Die Vorinstanz hält fest, die von den Lehrpersonen sowie den ehemaligen Mitschülerinnen und Mitschülern unabhängig voneinander geschilderten und zu Protokoll gegebenen Vorfälle und Verhaltensweisen des Beschwerdeführers 1 liessen überhaupt keine Zweifel daran aufkommen, dass sich diese tatsächlich auch so abgespielt hätten. Die Darstellungen seien glaubhaft, Hinweise auf eine unzutreffende Darstellung der Ereignisse seien keine ersichtlich. Indem die Beschwerdeführer einen Verweis als angemessene Massnahme akzeptieren würden, brächten sie ebenfalls zum Ausdruck, dass sie die gegenüber dem Beschwerdeführer 1 erhobenen Vorwürfe nicht vollkommen für unzutreffend oder unwahr hielten.

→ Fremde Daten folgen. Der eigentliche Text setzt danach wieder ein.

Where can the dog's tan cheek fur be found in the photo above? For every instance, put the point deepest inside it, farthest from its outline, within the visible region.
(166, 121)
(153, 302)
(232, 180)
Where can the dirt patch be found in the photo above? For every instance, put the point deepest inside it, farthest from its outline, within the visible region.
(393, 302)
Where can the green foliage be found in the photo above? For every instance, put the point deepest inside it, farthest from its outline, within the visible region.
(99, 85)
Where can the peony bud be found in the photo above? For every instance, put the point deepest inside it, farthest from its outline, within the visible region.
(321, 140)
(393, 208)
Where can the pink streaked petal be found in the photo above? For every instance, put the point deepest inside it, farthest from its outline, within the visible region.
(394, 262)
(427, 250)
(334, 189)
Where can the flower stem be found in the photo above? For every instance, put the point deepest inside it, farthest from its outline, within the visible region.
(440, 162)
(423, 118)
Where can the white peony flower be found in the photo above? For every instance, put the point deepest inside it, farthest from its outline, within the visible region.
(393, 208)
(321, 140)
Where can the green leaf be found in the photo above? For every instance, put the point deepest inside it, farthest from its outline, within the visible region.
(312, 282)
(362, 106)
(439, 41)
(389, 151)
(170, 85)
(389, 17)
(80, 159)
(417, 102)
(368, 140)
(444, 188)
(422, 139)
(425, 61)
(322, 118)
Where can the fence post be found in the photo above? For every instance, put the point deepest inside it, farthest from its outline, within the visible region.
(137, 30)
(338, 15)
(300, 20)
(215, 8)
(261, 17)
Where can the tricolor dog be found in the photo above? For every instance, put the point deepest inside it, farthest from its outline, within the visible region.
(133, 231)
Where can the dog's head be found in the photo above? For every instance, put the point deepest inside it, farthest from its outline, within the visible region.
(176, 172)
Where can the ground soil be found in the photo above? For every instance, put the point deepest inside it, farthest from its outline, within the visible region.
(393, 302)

3.3.2. Gemäss § 8 Abs. 1 der Verordnung über die Mittelschule (Mittelschulverordnung; SAR 423.123) haben die Schülerinnen und Schüler die Schulordnung zu befolgen. Der Hausordnung der Kantonsschule Q._____ vom 17. Juni 2019 ist zu entnehmen, dass auf den Schulareal weder Gewalt noch sexistische, rassistische oder ehrverletzende Äusserungen geduldet werden. Die Vorhaltungen der Vorinstanz sind im Wesentlichen unbestritten (siehe vorne Erw. II/1.4.2). Folglich ist das Vorliegen eines Disziplinarfehlers nach Massgabe der Hausordnung gegeben

3.4. 3.4.1. Das verfassungsmässige Gebot der Verhältnismässigkeit verlangt, dass eine behördliche Massnahme für das Erreichen eines im übergeordneten öffentlichen (oder privaten) Interesse liegenden Zieles geeignet, erforderlich und für den Betroffenen zumutbar ist. Erforderlich ist eine vernünftige Zweck-Mittel-Relation. Hierfür ist zunächst zu untersuchen, ob der Eingriff bzw. die Leistungsbeschränkung geeignet ist, um den angestrebten Zweck zu erreichen. Sodann muss der Eingriff möglichst schonend erfolgen und sich in jedem Fall innerhalb des für die betroffene Person Zumutbaren halten (BGE 129 I 35, Erw. 10.2).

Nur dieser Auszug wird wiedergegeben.